SE-CSE 2013 – Proceedings

Foreword
Welcome to the 2013 International Workshop on Software Engineering for Computational Science & Engineering. We are excited about the program for this year. The submissions represented a good mix of papers from the software engineering perspective and papers from the computational science & engineering perspective. This year we accepted two types of papers: full papers (10 pages) and position papers (4 pages). We received a total of 20 submissions (15 full papers and 5 position papers). After a thorough review process, the program committee and organizing committee selected 10 full papers and 4 position papers for inclusion in this year’s program.

Full Papers

The Software Development Process of FLASH, a Multiphysics Simulation Code
Anshu Dubey, Katie Antypas, Alan Calder, Bruce Fryxell, Don Lamb, Paul Ricker, Lynn Reid, Katherine Riley, Robert Rosner, Andrew Siegel, Francis Timmes, Natalia Vladimirova, and Klaus Weide
(University of Chicago, USA; Lawrence Berkeley National Laboratory, USA; Stony Brook University, USA; University of Michigan, USA; University of Illinois at Urbana-Champaign, USA; University of Western Australia, Australia; Argonne National Laboratory, USA; Arizona State University, USA; University of New Mexico, USA)
The FLASH code has evolved into a modular and extensible scientific simulation software system over the decade of its existence. During this time it has been cumulatively used by over a thousand researchers in several scientific communities (i.e. astrophysics, cosmology, high-energy density physics, turbulence, fluid-structure interactions) to obtain results for research. The code started its life as an amalgamation of two already existing software packages and sections of other codes developed independently by various participating members of the team for other purposes. In the evolution process it has undergone four major revisions, three of which involved a significant architectural advancement. A corresponding evolution of the software process and policies for maintenance occurred simultaneously. The code is currently in its 4.x release with a substantial user community. Recently there has been an upsurge in the contributions by external users; some provide significant new capability. This paper outlines the software development and evolution processes that have contributed to the success of the FLASH code.

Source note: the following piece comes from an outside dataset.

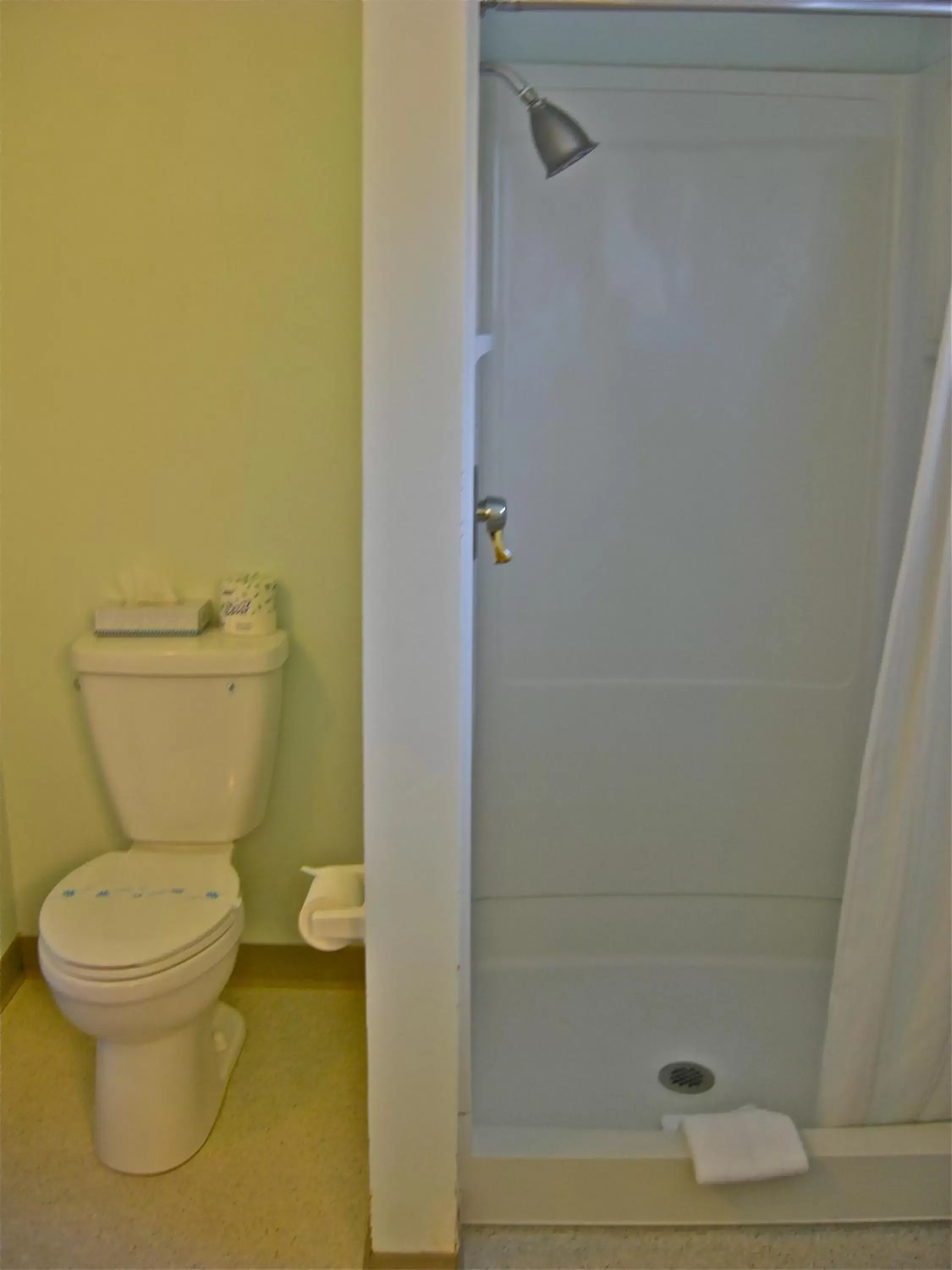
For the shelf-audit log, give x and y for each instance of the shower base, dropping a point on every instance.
(581, 1044)
(567, 1102)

A Case Study: Agile Development in the Community Laser-Induced Incandescence Modeling Environment (CLiiME)
Aziz Nanthaamornphong, Karla Morris

, Damian W. I. Rouson, and Hope A. Michelsen
(University of Alabama, USA; Sandia National Laboratories, USA)
The multidisciplinary requirements of current computational modeling problems preclude the development of scientific software that is maintained and used by selected scientists. The multidisciplinary nature of these efforts requires the development of large scale software projects established with a wide developer and user base in mind. This article describes some of the software-engineering practices adopted in a scientific-software application for a laser-induced incandescence community model. The project uses an Agile and Test-Driven Development approach to implement the infrastructure for the development of a collaborative model that is to be extended, modified, and used by different researchers. We discuss some of the software-engineering practices that can be exploited through the life of a project, starting with its inception when only a hand full of developers are contributing to the project and the mechanism we have put in place in order to allow the natural expansion of the model.

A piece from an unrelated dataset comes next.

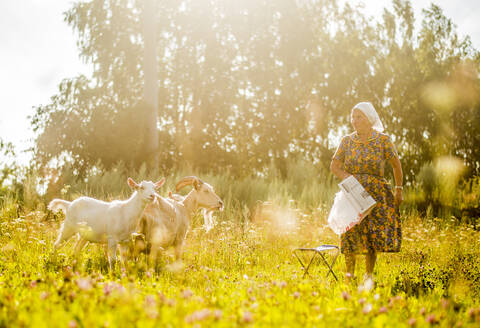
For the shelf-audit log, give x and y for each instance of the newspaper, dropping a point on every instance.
(357, 196)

Binary Instrumentation Support for Measuring Performance in OpenMP Programs
Mustafa Elfituri, Jeanine Cook, and Jonathan Cook
(New Mexico State University, USA)
In parallel computations, evaluating the causes of poor speedup is an important development activity to reach the goal of creating the most efficient parallel computation possible. In our research on irregular parallel computations, especially graph algorithms, we had specific measurement needs for which a dearth of tools could be found. We created PGOMP, a small library-based profiling tool for the Gnu OpenMP implementation, and show its use here in discovering some of the causes of poor speedup in graph computations.

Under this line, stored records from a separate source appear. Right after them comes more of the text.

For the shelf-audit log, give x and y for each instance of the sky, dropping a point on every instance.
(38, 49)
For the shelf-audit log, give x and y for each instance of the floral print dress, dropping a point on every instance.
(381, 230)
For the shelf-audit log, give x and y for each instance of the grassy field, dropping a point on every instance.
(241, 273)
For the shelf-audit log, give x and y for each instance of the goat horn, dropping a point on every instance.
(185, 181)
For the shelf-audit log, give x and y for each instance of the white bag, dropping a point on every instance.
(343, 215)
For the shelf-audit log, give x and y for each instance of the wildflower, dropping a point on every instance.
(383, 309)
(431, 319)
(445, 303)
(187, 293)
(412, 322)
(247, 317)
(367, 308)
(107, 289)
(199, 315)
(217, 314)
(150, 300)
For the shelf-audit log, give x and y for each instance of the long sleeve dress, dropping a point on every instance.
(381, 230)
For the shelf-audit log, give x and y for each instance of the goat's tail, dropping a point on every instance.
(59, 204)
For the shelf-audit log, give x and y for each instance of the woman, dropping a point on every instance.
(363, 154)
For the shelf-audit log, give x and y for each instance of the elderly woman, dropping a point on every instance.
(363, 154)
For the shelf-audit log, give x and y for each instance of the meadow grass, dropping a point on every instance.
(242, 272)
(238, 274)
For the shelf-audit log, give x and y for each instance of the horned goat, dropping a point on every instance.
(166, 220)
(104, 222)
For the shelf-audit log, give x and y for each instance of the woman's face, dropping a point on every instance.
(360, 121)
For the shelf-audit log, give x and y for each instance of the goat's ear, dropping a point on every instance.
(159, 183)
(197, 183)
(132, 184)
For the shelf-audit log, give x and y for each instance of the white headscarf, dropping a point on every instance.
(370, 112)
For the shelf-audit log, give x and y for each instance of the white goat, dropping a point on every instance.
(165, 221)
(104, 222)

Software Design for Decoupled Parallel Meshing of CAD Models
Serban Georgescu and Peter Chow
(Fujitsu Labs, UK)
The creation of Finite Element (FE) meshes is one of the most time-consuming steps in FE analysis. While the exponential increase in computational power, following Moore's law, has gradually reduced the time spent in the FE solver, this has not generally been the case for FE mesh creation software. There are two main reason why this has been the case: most FE meshers are still serial and human intervention is generally required. In this paper we present the design of a system that tackles both these issues. More specifically, this paper proposes a system that, in combination with an unmodified off-the-shelf serial meshing program and an off-the-shelf CAD kernel, results in a fast and scalable tool capable of meshing complex CAD models, such as the ones used in industry, with reduced user intervention. To achieve scalability, our system uses two levels of parallelism: assembly level parallelism - across the multiple parts found in an assembly-type CAD model, and part level parallelism - obtained by partitioning individual CAD solids in multiple sections at the CAD level. We show preliminary results for the parallel meshing of a complex laptop model via which we highlight both some of the achieved benefits and the main challenges that need to be addressed in order to obtain good scalability.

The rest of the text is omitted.